A Systematic Summary and Comparison of Scalar Diffraction Theories for Structured Light Beams

Abstract

Structured light beams have recently attracted enormous research interest for their unique properties and potential applications in optical communications, imaging, sensing, etc. Since most of these applications involve the propagation of structured light beams, which is accompanied by the phenomenon of diffraction, it is very necessary to employ diffraction theories to analyze the obstacle effects on structured light beams during propagation. The aim of this work is to provide a systematic summary and comparison of the scalar diffraction theories for structured light beams.
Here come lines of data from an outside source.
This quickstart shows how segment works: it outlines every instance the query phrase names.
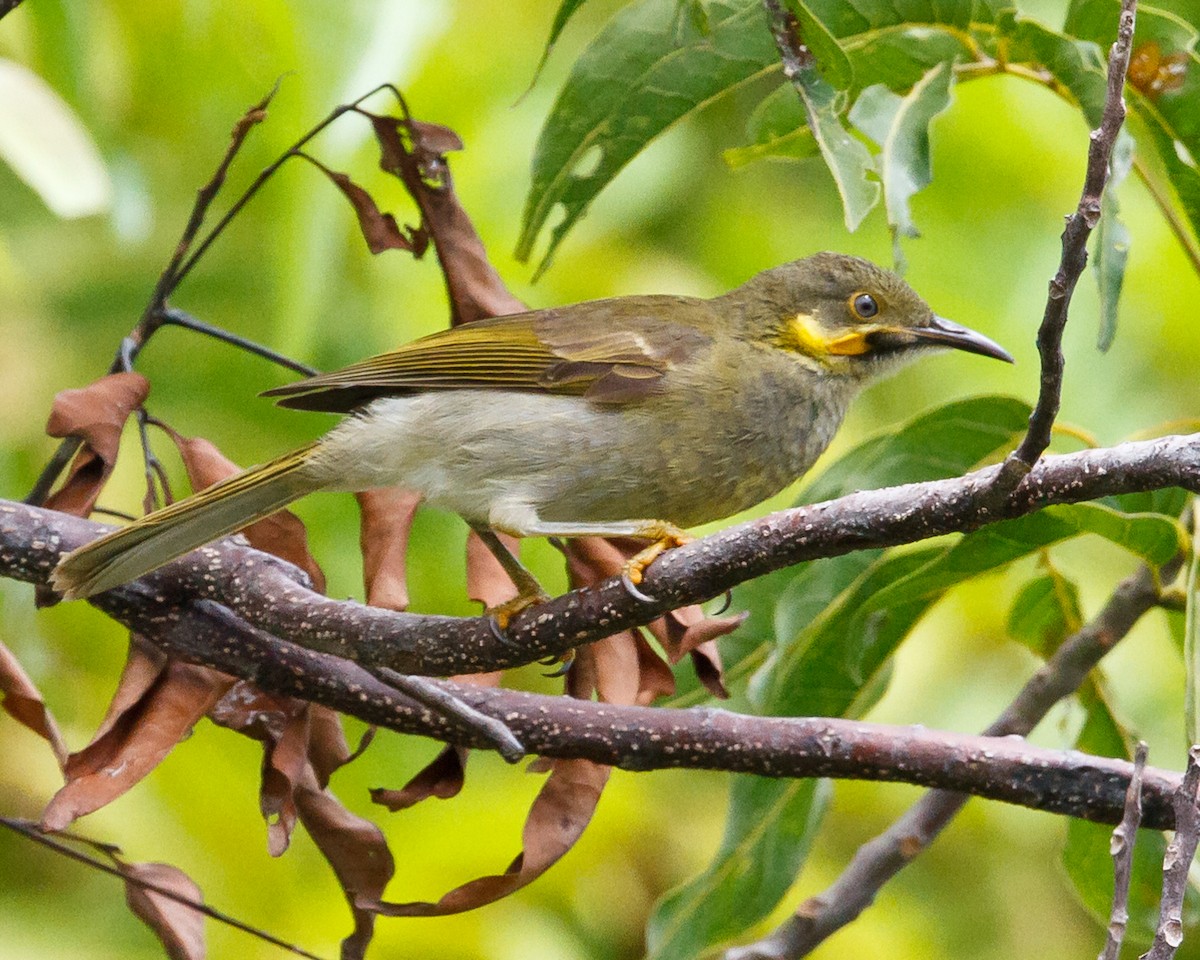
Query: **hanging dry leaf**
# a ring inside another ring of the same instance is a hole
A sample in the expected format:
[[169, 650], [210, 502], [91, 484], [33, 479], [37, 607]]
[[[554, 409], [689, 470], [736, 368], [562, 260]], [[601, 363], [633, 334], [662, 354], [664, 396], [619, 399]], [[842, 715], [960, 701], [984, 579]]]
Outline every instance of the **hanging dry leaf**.
[[[169, 433], [179, 448], [193, 490], [203, 490], [241, 472], [241, 468], [221, 453], [212, 441], [204, 437], [183, 437], [173, 430]], [[280, 510], [264, 517], [242, 533], [251, 546], [295, 564], [312, 578], [314, 590], [325, 591], [325, 574], [309, 552], [304, 521], [291, 510]]]
[[150, 381], [140, 373], [114, 373], [54, 397], [46, 433], [78, 437], [83, 447], [67, 479], [46, 499], [45, 506], [77, 517], [92, 512], [117, 462], [125, 421], [149, 393]]
[[555, 760], [525, 820], [524, 849], [504, 873], [465, 883], [436, 903], [385, 903], [364, 898], [360, 905], [389, 917], [437, 917], [509, 896], [540, 877], [571, 849], [592, 818], [608, 773], [608, 767], [589, 760]]
[[355, 494], [361, 519], [359, 544], [367, 603], [386, 610], [408, 609], [406, 557], [419, 494], [376, 487]]
[[308, 154], [301, 156], [324, 173], [350, 201], [350, 206], [354, 208], [358, 217], [358, 227], [362, 231], [363, 239], [367, 241], [367, 247], [372, 253], [383, 253], [384, 250], [411, 250], [419, 257], [425, 252], [423, 235], [418, 236], [402, 230], [396, 223], [396, 218], [390, 213], [383, 213], [371, 195], [346, 174], [330, 170]]
[[131, 654], [114, 705], [100, 731], [67, 758], [66, 783], [42, 814], [42, 829], [62, 830], [121, 796], [192, 731], [196, 721], [232, 686], [233, 677], [191, 664], [169, 662], [136, 698], [148, 664]]
[[387, 840], [379, 827], [351, 813], [312, 777], [300, 784], [296, 805], [354, 914], [354, 932], [342, 941], [342, 960], [360, 960], [375, 929], [372, 911], [362, 904], [377, 901], [396, 871]]
[[[454, 192], [444, 154], [462, 148], [458, 134], [438, 124], [366, 116], [379, 143], [380, 167], [399, 177], [421, 208], [421, 226], [433, 239], [446, 278], [451, 323], [523, 311], [525, 304], [500, 279]], [[402, 129], [411, 138], [411, 149], [404, 143]]]
[[0, 642], [0, 707], [50, 744], [61, 767], [67, 762], [67, 747], [54, 716], [46, 709], [42, 694], [13, 652]]
[[194, 907], [147, 890], [153, 884], [195, 903], [204, 895], [186, 873], [166, 863], [125, 863], [116, 861], [125, 877], [125, 902], [134, 915], [154, 931], [171, 960], [204, 960], [204, 914]]

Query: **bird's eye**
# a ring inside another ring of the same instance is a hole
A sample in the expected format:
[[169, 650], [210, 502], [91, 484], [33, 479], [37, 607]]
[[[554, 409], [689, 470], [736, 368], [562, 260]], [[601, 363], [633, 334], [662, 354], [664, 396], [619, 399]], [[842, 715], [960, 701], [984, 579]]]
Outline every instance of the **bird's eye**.
[[851, 304], [854, 307], [854, 312], [864, 320], [870, 320], [879, 312], [879, 304], [875, 302], [875, 298], [869, 293], [856, 294]]

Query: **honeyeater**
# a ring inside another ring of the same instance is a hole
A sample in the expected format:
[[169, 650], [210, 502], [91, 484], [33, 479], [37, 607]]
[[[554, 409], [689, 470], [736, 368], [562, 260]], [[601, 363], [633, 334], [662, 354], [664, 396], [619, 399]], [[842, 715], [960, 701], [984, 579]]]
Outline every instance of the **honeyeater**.
[[[454, 327], [268, 390], [346, 414], [309, 446], [251, 467], [69, 553], [67, 598], [141, 576], [317, 490], [401, 485], [482, 532], [641, 537], [633, 582], [681, 528], [778, 492], [825, 449], [851, 399], [914, 357], [1012, 358], [935, 316], [898, 276], [818, 253], [711, 300], [628, 296]], [[497, 550], [497, 548], [499, 548]]]

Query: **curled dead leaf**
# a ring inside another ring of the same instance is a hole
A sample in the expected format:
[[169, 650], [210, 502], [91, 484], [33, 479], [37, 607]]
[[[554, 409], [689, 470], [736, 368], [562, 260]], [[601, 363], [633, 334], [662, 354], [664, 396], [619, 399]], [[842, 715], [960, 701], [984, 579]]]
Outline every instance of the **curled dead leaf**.
[[[116, 860], [125, 878], [125, 902], [134, 916], [158, 937], [171, 960], [204, 960], [204, 914], [179, 900], [164, 896], [166, 890], [193, 903], [203, 903], [200, 887], [178, 867], [166, 863], [125, 863]], [[149, 884], [157, 889], [149, 889]]]
[[509, 896], [540, 877], [571, 849], [595, 812], [608, 774], [608, 767], [590, 760], [555, 760], [525, 820], [523, 849], [504, 873], [465, 883], [436, 903], [361, 898], [359, 905], [389, 917], [436, 917]]
[[146, 683], [152, 658], [131, 651], [100, 730], [67, 758], [66, 783], [42, 814], [42, 829], [62, 830], [138, 783], [191, 733], [234, 678], [168, 662]]
[[83, 447], [66, 480], [46, 499], [45, 506], [78, 517], [92, 512], [116, 465], [125, 421], [149, 394], [150, 381], [140, 373], [114, 373], [55, 395], [46, 433], [78, 437]]
[[38, 690], [13, 652], [0, 642], [0, 707], [50, 744], [61, 767], [67, 762], [67, 747], [54, 715], [46, 708]]

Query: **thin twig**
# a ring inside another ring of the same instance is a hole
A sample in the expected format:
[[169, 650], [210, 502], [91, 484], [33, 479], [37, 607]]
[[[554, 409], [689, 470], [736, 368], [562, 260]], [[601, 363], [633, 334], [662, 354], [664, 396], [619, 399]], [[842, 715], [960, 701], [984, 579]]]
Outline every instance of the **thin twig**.
[[21, 0], [0, 0], [0, 20], [21, 5]]
[[239, 337], [236, 333], [230, 333], [221, 327], [214, 327], [212, 324], [205, 323], [203, 320], [198, 320], [190, 313], [186, 313], [176, 307], [168, 307], [163, 311], [163, 325], [182, 327], [185, 330], [191, 330], [194, 333], [201, 333], [206, 337], [212, 337], [214, 340], [220, 340], [222, 343], [228, 343], [231, 346], [237, 347], [239, 350], [245, 350], [247, 353], [252, 353], [256, 357], [262, 357], [264, 360], [270, 360], [272, 363], [278, 364], [281, 367], [286, 367], [289, 370], [294, 370], [296, 373], [303, 374], [306, 377], [316, 376], [320, 371], [316, 367], [310, 367], [306, 363], [301, 363], [299, 360], [293, 360], [291, 357], [285, 356], [270, 347], [265, 347], [261, 343], [256, 343], [253, 340], [247, 340], [245, 337]]
[[80, 837], [69, 833], [60, 833], [54, 837], [48, 836], [38, 828], [37, 824], [27, 820], [19, 820], [13, 817], [0, 817], [0, 826], [7, 827], [14, 833], [18, 833], [21, 836], [32, 840], [34, 843], [40, 843], [44, 847], [49, 847], [55, 853], [61, 854], [64, 857], [68, 857], [71, 860], [86, 864], [92, 869], [99, 870], [102, 873], [111, 874], [114, 877], [120, 877], [123, 881], [125, 881], [125, 883], [133, 884], [135, 887], [148, 890], [150, 893], [153, 893], [156, 896], [164, 897], [167, 900], [173, 900], [175, 903], [182, 904], [185, 907], [190, 907], [197, 913], [202, 913], [206, 917], [216, 920], [218, 923], [223, 923], [226, 926], [241, 930], [243, 933], [248, 933], [256, 939], [265, 941], [266, 943], [279, 947], [282, 950], [287, 950], [289, 953], [293, 953], [296, 956], [307, 957], [308, 960], [323, 960], [323, 958], [317, 956], [315, 953], [309, 953], [307, 950], [296, 946], [294, 943], [288, 943], [286, 940], [280, 940], [278, 937], [272, 936], [264, 930], [260, 930], [257, 927], [252, 927], [250, 924], [244, 923], [243, 921], [238, 920], [236, 917], [231, 917], [227, 913], [222, 913], [220, 910], [216, 910], [203, 902], [193, 900], [190, 897], [186, 897], [174, 890], [161, 887], [156, 883], [151, 883], [149, 880], [144, 880], [140, 877], [124, 873], [119, 867], [114, 867], [112, 864], [105, 863], [103, 860], [89, 857], [87, 854], [81, 853], [80, 851], [67, 846], [67, 844], [63, 843], [62, 840], [58, 838], [65, 838], [75, 843], [86, 844], [89, 847], [93, 847], [104, 852], [110, 858], [116, 859], [117, 848], [112, 844], [104, 843], [98, 840], [89, 840], [86, 837]]
[[1125, 121], [1125, 75], [1133, 45], [1133, 25], [1137, 0], [1122, 0], [1117, 39], [1108, 57], [1108, 87], [1100, 126], [1091, 133], [1087, 170], [1079, 206], [1067, 218], [1062, 233], [1062, 257], [1058, 272], [1050, 281], [1050, 294], [1038, 328], [1037, 345], [1041, 357], [1041, 385], [1037, 406], [1029, 417], [1029, 430], [1017, 449], [1005, 461], [997, 480], [1000, 488], [1015, 487], [1050, 445], [1050, 431], [1058, 416], [1063, 383], [1063, 330], [1071, 306], [1075, 285], [1087, 266], [1087, 241], [1100, 220], [1100, 201], [1108, 182], [1113, 145]]
[[1133, 847], [1142, 823], [1142, 775], [1149, 747], [1139, 740], [1133, 755], [1133, 777], [1125, 793], [1125, 815], [1113, 830], [1109, 846], [1113, 858], [1113, 902], [1108, 918], [1108, 937], [1098, 960], [1118, 960], [1129, 923], [1129, 884], [1133, 878]]
[[1188, 871], [1200, 845], [1200, 746], [1188, 750], [1187, 772], [1175, 791], [1175, 835], [1163, 855], [1162, 902], [1154, 943], [1142, 960], [1171, 960], [1183, 943], [1183, 898], [1188, 889]]

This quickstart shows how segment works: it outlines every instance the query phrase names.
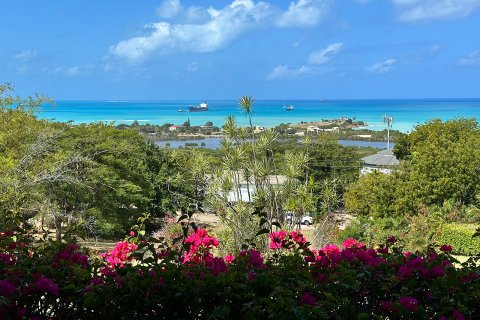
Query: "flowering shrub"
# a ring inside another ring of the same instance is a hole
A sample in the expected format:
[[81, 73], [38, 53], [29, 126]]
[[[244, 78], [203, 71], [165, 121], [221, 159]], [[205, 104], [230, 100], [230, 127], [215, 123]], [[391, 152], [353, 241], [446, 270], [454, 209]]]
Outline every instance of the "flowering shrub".
[[[452, 248], [404, 253], [355, 239], [312, 250], [298, 231], [270, 252], [213, 254], [206, 230], [180, 250], [132, 233], [96, 256], [0, 233], [0, 319], [476, 319], [478, 260]], [[23, 244], [22, 244], [23, 243]]]

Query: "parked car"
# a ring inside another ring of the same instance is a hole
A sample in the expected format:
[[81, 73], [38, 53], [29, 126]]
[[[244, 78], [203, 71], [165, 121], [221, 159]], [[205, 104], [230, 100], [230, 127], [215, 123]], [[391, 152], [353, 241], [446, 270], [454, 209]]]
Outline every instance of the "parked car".
[[[293, 218], [294, 216], [292, 212], [287, 212], [285, 214], [285, 220], [287, 221], [287, 223], [289, 224], [292, 224], [293, 222], [296, 223], [297, 221], [293, 221]], [[306, 226], [313, 224], [313, 214], [311, 214], [310, 212], [306, 213], [303, 217], [300, 218], [300, 223]]]

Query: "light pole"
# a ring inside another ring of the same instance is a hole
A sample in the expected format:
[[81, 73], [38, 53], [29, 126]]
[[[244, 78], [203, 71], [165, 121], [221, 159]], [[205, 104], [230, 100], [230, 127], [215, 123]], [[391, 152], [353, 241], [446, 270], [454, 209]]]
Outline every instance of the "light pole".
[[390, 128], [393, 126], [393, 117], [384, 115], [383, 123], [387, 124], [387, 149], [390, 149]]

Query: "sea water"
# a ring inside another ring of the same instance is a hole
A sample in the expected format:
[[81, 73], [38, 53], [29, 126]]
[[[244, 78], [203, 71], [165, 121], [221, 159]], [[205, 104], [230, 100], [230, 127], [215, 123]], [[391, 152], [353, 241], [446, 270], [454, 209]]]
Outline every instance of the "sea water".
[[[44, 106], [38, 116], [54, 121], [131, 124], [204, 125], [211, 121], [222, 126], [228, 115], [235, 116], [239, 125], [247, 125], [248, 118], [237, 100], [211, 100], [208, 111], [188, 112], [190, 106], [201, 101], [56, 101], [54, 107]], [[285, 106], [294, 106], [287, 111]], [[417, 124], [433, 118], [449, 120], [459, 117], [480, 119], [480, 99], [429, 100], [258, 100], [253, 105], [253, 124], [273, 127], [281, 123], [321, 121], [348, 117], [364, 121], [372, 130], [383, 130], [383, 116], [393, 117], [393, 129], [411, 131]], [[184, 110], [185, 112], [178, 112]]]

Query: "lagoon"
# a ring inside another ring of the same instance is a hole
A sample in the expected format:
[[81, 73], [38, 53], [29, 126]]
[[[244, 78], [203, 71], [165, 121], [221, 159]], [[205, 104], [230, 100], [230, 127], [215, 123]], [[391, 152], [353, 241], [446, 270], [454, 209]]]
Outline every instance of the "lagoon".
[[[198, 147], [206, 149], [218, 149], [220, 147], [221, 137], [211, 137], [205, 139], [190, 139], [190, 140], [161, 140], [155, 141], [155, 144], [161, 148], [178, 149], [184, 148], [188, 144], [197, 144]], [[285, 141], [286, 139], [279, 139], [279, 141]], [[338, 140], [338, 143], [342, 146], [355, 146], [355, 147], [370, 147], [377, 149], [386, 149], [387, 143], [383, 141], [359, 141], [359, 140]], [[390, 143], [393, 147], [395, 143]]]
We first present the scalar fields of typical structured light beams in the source plane, including the fundamental Gaussian beams, higher-order Hermite–Gaussian beams, Laguerre–Gaussian vortex beams, non-diffracting Bessel beams, and self-accelerating Airy beams. Then, we summarize and compare the main scalar diffraction theories of structured light beams, including the Fresnel diffraction integral, Collins formula, angular spectrum representation, and Rayleigh–Sommerfeld diffraction integral. Finally, based on these theories, we derive in detail the analytical propagation expressions of typical structured light beams under different conditions. In addition, the propagation of typical structured light beams is simulated. We hope this work can be helpful for the efficient study of the propagation of structured light beams.